As anyone who has visited the Coe knows, the way in which the objects are exhibited for accessibility tends to encourage the pieces to wander around the building. Tracking down each piece took a lot of handling and patience. Becoming physically comfortable with delicate materials and internalizing a cautious approach to moving them is a key skill that I was meant to learn throughout this time. In the field, archaeologists handle objects at a high risk of damage, so this skill is important for me. Beyond that, gaining an eye for knowing how and when an object is at risk is another great skill. As all organic (living) things in this world age, some parts get weaker, and objects need to be re-assessed to ensure that their current situation fits the appropriate level of stress and condition of the object.

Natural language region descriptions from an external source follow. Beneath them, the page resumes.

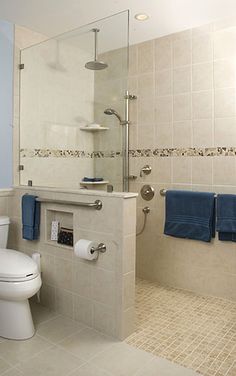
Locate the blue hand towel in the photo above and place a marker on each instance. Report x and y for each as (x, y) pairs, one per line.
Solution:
(30, 217)
(190, 215)
(226, 217)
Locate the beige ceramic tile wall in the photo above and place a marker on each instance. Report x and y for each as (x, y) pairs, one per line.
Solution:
(51, 85)
(5, 197)
(186, 98)
(100, 293)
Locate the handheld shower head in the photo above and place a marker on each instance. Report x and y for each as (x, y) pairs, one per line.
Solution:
(111, 111)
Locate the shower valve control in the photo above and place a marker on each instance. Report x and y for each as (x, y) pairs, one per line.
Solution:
(147, 192)
(146, 170)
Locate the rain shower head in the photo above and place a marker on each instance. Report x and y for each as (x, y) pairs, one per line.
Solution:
(95, 64)
(110, 111)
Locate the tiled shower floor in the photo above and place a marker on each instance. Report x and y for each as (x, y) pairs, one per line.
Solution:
(194, 331)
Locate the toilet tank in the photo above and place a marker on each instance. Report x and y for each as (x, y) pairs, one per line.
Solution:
(4, 227)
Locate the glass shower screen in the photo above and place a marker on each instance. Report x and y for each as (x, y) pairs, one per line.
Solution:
(66, 85)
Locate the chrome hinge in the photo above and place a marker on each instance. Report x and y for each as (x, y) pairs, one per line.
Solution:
(131, 97)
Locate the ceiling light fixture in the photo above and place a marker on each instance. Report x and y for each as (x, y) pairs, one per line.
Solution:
(141, 17)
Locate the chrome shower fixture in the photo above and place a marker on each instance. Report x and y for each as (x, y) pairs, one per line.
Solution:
(96, 64)
(111, 111)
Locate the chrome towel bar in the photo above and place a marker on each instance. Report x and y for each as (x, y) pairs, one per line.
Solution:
(95, 205)
(163, 193)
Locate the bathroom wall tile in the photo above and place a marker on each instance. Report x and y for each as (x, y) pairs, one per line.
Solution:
(203, 30)
(164, 82)
(48, 296)
(128, 290)
(83, 310)
(64, 302)
(224, 73)
(182, 107)
(225, 44)
(133, 60)
(145, 137)
(224, 171)
(146, 57)
(225, 103)
(105, 319)
(129, 254)
(63, 273)
(146, 86)
(162, 172)
(202, 105)
(164, 135)
(225, 131)
(202, 49)
(163, 53)
(103, 286)
(182, 80)
(164, 109)
(182, 136)
(182, 51)
(202, 170)
(145, 112)
(181, 170)
(202, 76)
(82, 279)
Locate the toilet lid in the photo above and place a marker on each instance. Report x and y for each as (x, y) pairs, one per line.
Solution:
(16, 266)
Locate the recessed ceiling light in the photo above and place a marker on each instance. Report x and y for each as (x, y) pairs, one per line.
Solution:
(141, 17)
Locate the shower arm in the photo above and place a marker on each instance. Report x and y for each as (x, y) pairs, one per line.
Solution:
(95, 44)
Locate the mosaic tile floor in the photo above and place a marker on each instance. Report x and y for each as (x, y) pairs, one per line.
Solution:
(194, 331)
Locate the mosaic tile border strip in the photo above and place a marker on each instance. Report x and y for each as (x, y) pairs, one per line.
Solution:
(184, 152)
(67, 153)
(137, 153)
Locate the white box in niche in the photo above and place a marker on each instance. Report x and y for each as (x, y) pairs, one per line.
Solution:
(55, 230)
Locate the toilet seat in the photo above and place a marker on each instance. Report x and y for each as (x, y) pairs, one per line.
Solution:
(16, 266)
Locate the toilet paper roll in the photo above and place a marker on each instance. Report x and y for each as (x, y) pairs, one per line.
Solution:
(83, 249)
(36, 257)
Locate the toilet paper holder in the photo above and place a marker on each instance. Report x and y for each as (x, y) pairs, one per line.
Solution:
(100, 248)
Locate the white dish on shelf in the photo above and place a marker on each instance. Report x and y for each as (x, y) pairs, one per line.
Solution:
(94, 182)
(92, 128)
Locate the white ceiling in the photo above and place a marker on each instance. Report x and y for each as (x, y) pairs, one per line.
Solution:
(52, 17)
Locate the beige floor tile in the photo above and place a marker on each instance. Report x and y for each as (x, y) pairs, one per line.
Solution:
(41, 314)
(3, 366)
(57, 329)
(16, 351)
(164, 367)
(122, 360)
(52, 362)
(13, 372)
(87, 343)
(197, 332)
(90, 370)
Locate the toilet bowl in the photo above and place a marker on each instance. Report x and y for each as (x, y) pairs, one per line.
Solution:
(19, 280)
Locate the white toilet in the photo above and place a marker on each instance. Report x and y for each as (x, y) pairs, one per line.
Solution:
(19, 280)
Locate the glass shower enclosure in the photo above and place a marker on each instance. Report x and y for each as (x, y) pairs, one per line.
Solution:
(68, 84)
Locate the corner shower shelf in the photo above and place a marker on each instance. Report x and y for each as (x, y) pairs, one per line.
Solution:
(104, 182)
(93, 129)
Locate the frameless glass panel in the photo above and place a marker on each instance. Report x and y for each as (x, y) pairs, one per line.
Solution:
(59, 100)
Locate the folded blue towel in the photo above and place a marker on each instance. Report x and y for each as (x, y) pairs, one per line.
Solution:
(92, 180)
(226, 217)
(190, 215)
(30, 217)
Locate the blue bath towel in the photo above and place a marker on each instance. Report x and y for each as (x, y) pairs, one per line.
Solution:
(226, 217)
(190, 215)
(30, 217)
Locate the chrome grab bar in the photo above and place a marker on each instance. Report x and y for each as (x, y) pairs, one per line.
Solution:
(96, 205)
(163, 193)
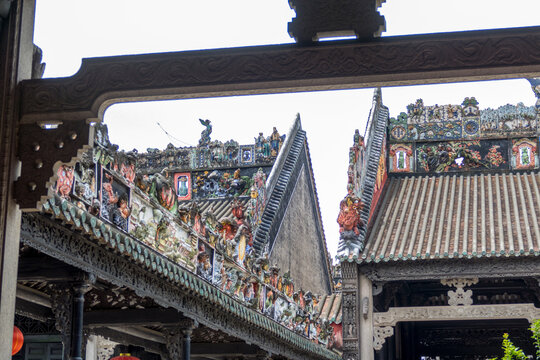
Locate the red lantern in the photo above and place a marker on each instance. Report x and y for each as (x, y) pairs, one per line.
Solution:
(18, 340)
(125, 356)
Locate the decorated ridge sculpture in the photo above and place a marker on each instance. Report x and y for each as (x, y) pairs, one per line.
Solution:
(168, 211)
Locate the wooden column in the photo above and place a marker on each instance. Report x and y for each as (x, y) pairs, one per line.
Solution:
(79, 289)
(16, 49)
(178, 340)
(350, 310)
(365, 292)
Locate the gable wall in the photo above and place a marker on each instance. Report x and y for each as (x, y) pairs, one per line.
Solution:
(298, 245)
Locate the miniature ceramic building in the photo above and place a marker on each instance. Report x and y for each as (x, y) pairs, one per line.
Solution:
(439, 232)
(183, 241)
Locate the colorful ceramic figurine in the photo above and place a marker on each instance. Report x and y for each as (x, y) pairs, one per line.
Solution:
(65, 181)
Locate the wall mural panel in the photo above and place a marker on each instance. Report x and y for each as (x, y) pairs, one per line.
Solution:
(465, 121)
(182, 183)
(401, 158)
(524, 154)
(462, 156)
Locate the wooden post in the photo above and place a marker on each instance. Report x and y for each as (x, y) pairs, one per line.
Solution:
(350, 310)
(365, 290)
(77, 320)
(16, 53)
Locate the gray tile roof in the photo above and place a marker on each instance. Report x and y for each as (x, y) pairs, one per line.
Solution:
(456, 216)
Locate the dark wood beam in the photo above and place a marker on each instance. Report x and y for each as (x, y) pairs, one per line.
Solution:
(389, 61)
(128, 339)
(33, 310)
(515, 267)
(132, 317)
(45, 268)
(226, 349)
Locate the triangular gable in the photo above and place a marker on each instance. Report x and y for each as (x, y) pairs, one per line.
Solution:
(292, 217)
(367, 176)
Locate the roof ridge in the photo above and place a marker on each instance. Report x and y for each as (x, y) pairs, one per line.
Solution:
(279, 183)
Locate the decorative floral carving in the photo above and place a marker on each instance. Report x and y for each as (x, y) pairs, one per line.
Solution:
(320, 18)
(380, 333)
(524, 154)
(401, 158)
(460, 296)
(54, 240)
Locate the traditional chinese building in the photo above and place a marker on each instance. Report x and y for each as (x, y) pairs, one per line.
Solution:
(161, 247)
(45, 123)
(440, 232)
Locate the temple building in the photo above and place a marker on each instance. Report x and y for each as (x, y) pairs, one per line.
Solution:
(439, 232)
(196, 251)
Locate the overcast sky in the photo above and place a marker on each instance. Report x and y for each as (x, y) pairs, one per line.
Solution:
(69, 30)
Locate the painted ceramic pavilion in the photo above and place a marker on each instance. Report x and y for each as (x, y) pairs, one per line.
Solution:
(439, 231)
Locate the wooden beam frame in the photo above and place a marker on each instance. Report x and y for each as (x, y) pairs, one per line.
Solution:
(389, 61)
(132, 317)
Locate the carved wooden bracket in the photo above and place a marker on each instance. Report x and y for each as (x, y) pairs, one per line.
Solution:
(42, 150)
(460, 296)
(323, 18)
(380, 333)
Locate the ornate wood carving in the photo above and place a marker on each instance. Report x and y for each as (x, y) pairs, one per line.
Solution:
(380, 333)
(419, 59)
(460, 296)
(323, 18)
(105, 348)
(56, 241)
(61, 306)
(509, 267)
(173, 342)
(448, 313)
(39, 151)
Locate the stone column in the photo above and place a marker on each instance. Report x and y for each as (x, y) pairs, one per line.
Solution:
(350, 306)
(79, 289)
(16, 53)
(61, 306)
(365, 291)
(178, 340)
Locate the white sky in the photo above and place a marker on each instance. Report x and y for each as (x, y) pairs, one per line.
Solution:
(68, 30)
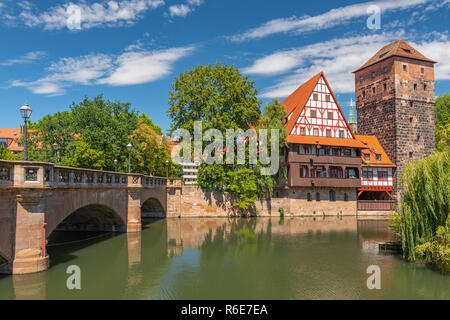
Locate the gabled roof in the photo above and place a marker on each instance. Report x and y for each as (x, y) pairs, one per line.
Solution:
(295, 104)
(372, 148)
(398, 48)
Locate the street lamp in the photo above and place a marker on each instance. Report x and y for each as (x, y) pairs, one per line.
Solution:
(129, 147)
(55, 148)
(25, 112)
(167, 169)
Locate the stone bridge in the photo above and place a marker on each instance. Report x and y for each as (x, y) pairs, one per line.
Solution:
(36, 198)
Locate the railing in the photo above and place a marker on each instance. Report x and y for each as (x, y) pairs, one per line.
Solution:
(376, 205)
(40, 174)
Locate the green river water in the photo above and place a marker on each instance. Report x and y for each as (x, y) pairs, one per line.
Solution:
(219, 258)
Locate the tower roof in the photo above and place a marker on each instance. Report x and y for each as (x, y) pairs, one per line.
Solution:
(398, 48)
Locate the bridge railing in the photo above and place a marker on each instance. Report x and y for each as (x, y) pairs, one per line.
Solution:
(27, 174)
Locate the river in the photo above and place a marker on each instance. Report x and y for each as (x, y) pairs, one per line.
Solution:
(218, 258)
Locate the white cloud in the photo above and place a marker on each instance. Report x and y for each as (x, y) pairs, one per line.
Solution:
(179, 10)
(142, 67)
(337, 58)
(105, 13)
(26, 58)
(182, 10)
(128, 68)
(326, 20)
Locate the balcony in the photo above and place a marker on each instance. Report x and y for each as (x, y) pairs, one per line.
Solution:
(325, 182)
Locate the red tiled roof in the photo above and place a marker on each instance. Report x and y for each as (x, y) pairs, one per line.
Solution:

During one tour, while I was noting down baskets in our upstairs collection wall, I overheard Executive Director, Rachel Wixom, explain the mission of the Coe; to allow everyone who comes through our doors to have meaningful conversations with our pieces and to learn more about the world through the person’s own curiosity. This can be done by bringing in the powerful voices of objects and encouraging a thoughtful conversation between visitors and a piece. In its strive to be a rigorous science, archaeological collections sometimes forget the relationship between a viewer and an object can generate important educational moments that bridge large cultural differences. This way of interacting with objects centers on the need for a compassionate approach to them. The relationship has to be respectful from our end as viewers, we must take precautions to care for the pieces and handle them carefully. However, leaving an object devoid of its use and only as a piece of aesthetics also robs it of its original purpose and ignores the voice of its experience and life. As someone entering the fold of archaeology, I want to highlight this voice on the material culture because they are what can continue informing our understanding of the past.